En esta carta desde la Venezuela Virtual, compartimos un texto cercano de la escritora, periodista y actriz venezolana Mónica Montañés, quien desde el 2018 vive en España. Sus palabras recorren una historia, miedos y alegrías compartidas: desde la incertidumbre de quedarse, hasta el deseo de reconstruirnos desde lo que fuimos y somos.
A continuación, las palabras de Mónica, escritas para ti, querida diáspora venezolana:
«Hola, ¿cómo estás? ¿Ya se te quitó el miedo? ¿O estás aprendiendo a convivir con él, a no dejar que te paralice? Yo no te conozco, pero a ese miedo sí lo conozco muy bien.
Cuando emigré, hace ya 7 años, el miedo se vino conmigo. Ése se cuela en las maletas, atraviesa cualquier frontera, no lo detienen en ninguna aduana. Del miedo que yo sentía allá en Caracas no te voy a hablar, ya tú te lo sabes, es el que nos hizo irnos. El de aquí es otro.
El miedo, como la energía, no desaparece ni se destruye, se transforma. El mío se transformó en cientos de preguntas sin respuesta. Las certezas se me quedaron en Venezuela, junto con mi casa, mis amigos, mi forma de ganarme la vida, la ventana desde donde veía El Ávila, el sofá en el que me sentaba a conversar con mi papá, el ají dulce y el queso telita con mosca.
Llegué a Madrid en diciembre y tenía pasaje de regreso para enero, pero el avión se fue sin mí. Me quedé aquí sin saber si iba a conseguir trabajo ni cómo iba a sacar adelante a mis dos hijos, a mi mamá, a mí misma. No sabía cómo inscribir a mi hijo en un buen colegio, cuál colegio era bueno, cómo ayudar a mi hija a encontrar su camino en un lugar donde yo no conocía a nadie, donde yo era una desconocida. Una desconocida de 52 años, para más ñapa.

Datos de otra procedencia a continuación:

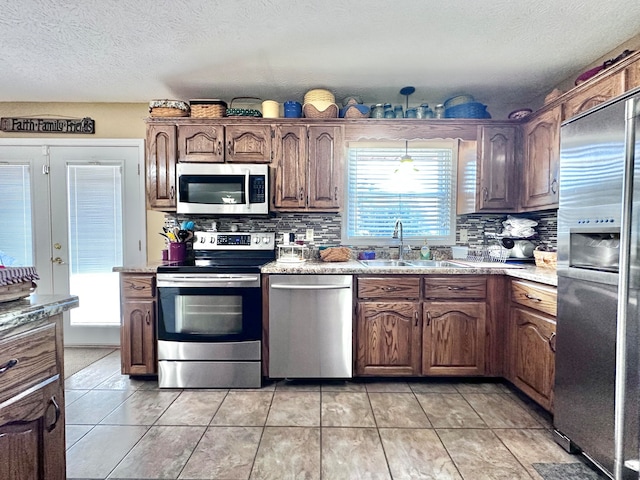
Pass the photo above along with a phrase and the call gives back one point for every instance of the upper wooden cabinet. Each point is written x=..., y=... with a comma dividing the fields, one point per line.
x=541, y=160
x=497, y=169
x=307, y=168
x=161, y=167
x=487, y=179
x=201, y=143
x=594, y=95
x=249, y=143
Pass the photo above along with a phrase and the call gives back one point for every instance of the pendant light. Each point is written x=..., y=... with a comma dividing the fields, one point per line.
x=406, y=166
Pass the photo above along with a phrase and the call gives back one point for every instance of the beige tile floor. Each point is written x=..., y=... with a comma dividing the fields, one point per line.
x=119, y=427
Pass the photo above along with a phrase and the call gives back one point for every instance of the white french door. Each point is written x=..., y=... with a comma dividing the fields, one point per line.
x=86, y=204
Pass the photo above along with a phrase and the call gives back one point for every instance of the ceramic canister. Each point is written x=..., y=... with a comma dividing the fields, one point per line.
x=270, y=109
x=292, y=109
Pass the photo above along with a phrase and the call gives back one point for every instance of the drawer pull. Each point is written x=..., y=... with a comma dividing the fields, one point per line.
x=52, y=401
x=10, y=364
x=531, y=297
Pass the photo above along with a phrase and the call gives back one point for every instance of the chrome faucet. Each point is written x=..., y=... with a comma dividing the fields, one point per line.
x=398, y=227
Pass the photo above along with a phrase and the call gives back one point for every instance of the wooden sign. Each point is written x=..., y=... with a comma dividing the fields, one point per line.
x=48, y=125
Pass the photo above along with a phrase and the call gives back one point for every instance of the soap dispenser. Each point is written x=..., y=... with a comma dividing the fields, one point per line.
x=425, y=251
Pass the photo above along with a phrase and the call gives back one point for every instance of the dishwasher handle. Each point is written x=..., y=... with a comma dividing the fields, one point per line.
x=330, y=286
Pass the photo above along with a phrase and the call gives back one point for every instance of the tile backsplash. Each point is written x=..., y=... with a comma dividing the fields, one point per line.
x=327, y=228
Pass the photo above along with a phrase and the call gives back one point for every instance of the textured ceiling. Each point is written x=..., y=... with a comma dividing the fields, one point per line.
x=504, y=52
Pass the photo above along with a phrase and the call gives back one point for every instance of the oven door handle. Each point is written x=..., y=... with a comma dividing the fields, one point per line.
x=182, y=280
x=329, y=286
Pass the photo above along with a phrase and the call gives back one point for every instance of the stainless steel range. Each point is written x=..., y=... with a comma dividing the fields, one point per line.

Quería sentarme en una acera a llorar, pero no tenía tiempo, tenía demasiadas cosas de las que ocuparme. Recuerdo que mientras hacía la cola para algún trámite, con una carpeta llena de documentos ligando que fueran los correctos y suficientes, y un nudo en la garganta, de pronto me di cuenta, o me provocó pensar que yo estaba haciendo el mismo viaje que hizo mi abuela hace 70 años, pero a la inversa.
Mi abuela Amparo era española y también tuvo que hacer unas maletas, dejar su casa, su país y emigrar con sus dos hijos y su madre a una tierra que no conocía, Venezuela, donde la esperaba su marido, al cual tenía 8 años sin ver.
A pesar de que a mí en Madrid no me esperaba nadie, pensé que, si ella logró salir adelante, yo también podría hacerlo. Ese pensamiento me dio fuerzas. A partir de ese momento, la cosa comenzó a fluir, no porque fuera fácil, emigrar no es fácil para nadie, pero cambió mi actitud hacia lo que estaba viviendo. Empecé como a vivir en tiempo presente y dejé de angustiarme por el futuro, que total, nadie sabe lo que pueda pasar. Me dije: ok, flaca, ahora estás en Madrid, vives aquí, deja el drama y asúmelo. Y más que asumirlo, me permití enamorarme de esta ciudad.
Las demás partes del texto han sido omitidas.